Cleanup in response to changes in above packages.
loggerutil:
Cleanup in response to changes in logger.
mishaz [Wed, 7 Jan 2015 04:16:40 +0000 (04:16 +0000)]
Started focusing on Keep Server responses again. Switched to using blockdigest instead of strings. Added per block info so that we can track block replication across servers.
mishaz [Wed, 24 Dec 2014 20:26:38 +0000 (20:26 +0000)]
Added string copying to try to reduce memory usage, didn't seem to work. Cleaned up logging (and logging logic) so that we only see one line per batch.
mishaz [Wed, 24 Dec 2014 01:36:43 +0000 (01:36 +0000)]
Switched from strings to BlockDigests to hold block digests more efficiently. Started clearing out manifest text once we finished with it. Made profiling conitional on flag (before it crashed if not provided). Added final heap profile once collections were finished.
mishaz [Tue, 23 Dec 2014 23:55:12 +0000 (23:55 +0000)]
Added blockdigest class to store digests more efficiently. This has the nice side effect of reducing how many string slices we use from the SDK, so the large string can get garbage collected once we remove other usages.
mishaz [Tue, 23 Dec 2014 19:33:07 +0000 (19:33 +0000)]
Long overdue checkin of data manager. Current code runs, but uses way too much memory and eventually crashes. This checkin includes heap profiling to track down memory usage.
mishaz [Sat, 22 Nov 2014 00:57:40 +0000 (00:57 +0000)]
Added reporting of disk usage.
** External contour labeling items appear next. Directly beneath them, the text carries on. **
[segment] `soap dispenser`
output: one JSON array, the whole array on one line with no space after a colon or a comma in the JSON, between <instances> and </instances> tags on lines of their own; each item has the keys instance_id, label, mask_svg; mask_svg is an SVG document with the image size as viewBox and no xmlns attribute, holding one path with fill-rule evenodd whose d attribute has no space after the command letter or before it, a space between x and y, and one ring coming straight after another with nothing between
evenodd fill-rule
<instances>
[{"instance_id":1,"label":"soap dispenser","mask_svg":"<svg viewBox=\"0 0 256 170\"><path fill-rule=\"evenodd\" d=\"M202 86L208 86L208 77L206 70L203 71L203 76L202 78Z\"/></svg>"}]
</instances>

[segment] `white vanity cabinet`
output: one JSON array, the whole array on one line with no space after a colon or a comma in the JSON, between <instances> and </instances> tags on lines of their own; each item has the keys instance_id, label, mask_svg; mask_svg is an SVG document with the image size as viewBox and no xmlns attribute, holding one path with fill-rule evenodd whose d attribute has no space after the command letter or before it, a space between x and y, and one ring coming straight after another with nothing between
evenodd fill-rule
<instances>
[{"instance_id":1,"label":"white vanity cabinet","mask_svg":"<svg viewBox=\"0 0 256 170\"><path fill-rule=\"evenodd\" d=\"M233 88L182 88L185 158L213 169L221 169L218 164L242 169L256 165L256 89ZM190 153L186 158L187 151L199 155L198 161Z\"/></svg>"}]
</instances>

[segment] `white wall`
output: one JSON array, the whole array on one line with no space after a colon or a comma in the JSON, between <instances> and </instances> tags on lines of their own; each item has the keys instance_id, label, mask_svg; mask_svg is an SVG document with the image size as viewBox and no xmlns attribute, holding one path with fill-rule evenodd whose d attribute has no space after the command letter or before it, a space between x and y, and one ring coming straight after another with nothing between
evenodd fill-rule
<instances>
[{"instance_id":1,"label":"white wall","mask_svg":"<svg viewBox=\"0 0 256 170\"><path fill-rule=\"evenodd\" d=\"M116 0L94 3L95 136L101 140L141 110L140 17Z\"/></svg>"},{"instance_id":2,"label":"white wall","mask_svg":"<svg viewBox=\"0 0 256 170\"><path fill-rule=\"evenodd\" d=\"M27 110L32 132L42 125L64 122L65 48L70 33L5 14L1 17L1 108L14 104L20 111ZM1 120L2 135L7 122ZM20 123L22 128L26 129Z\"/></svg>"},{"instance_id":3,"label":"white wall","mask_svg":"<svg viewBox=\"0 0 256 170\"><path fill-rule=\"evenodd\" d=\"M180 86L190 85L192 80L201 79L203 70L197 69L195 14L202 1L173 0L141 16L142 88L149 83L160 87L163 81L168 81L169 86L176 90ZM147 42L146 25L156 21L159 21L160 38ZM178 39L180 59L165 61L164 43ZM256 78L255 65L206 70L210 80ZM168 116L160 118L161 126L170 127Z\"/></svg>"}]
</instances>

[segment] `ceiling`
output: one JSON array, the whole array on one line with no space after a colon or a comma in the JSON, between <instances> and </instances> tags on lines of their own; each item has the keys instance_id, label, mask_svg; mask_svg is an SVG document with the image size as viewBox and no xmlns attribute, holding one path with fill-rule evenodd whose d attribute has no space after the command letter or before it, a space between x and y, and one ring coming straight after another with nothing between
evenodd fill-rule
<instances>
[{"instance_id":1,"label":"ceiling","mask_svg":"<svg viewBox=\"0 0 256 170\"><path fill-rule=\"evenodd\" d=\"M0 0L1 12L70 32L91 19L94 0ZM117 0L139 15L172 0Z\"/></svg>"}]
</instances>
This is the Collection Storage of each user as described here: https://arvados.org/projects/arvados/wiki/Data_Manager_Design_Doc#Reports-Produced
But it does not include the size of projects owned by the user (projects and subprojects are each reported as their own users)
Tom Clegg [Fri, 13 Feb 2015 00:04:01 +0000 (19:04 -0500)]
5011: Fix unreliable test.
The collection writer was (sometimes) consuming the last 200 response
even though it could write 3 copies without it. This shouldn't fail
the test: the only reason we count the PUT calls is to verify all
three of the 200 responses were consumed (i.e., none of the 500
responses were counted toward the achieved replication level). To
verify this without being sensitive to extra requests, we simply
arrange for the three 200 responses to be the last ones available.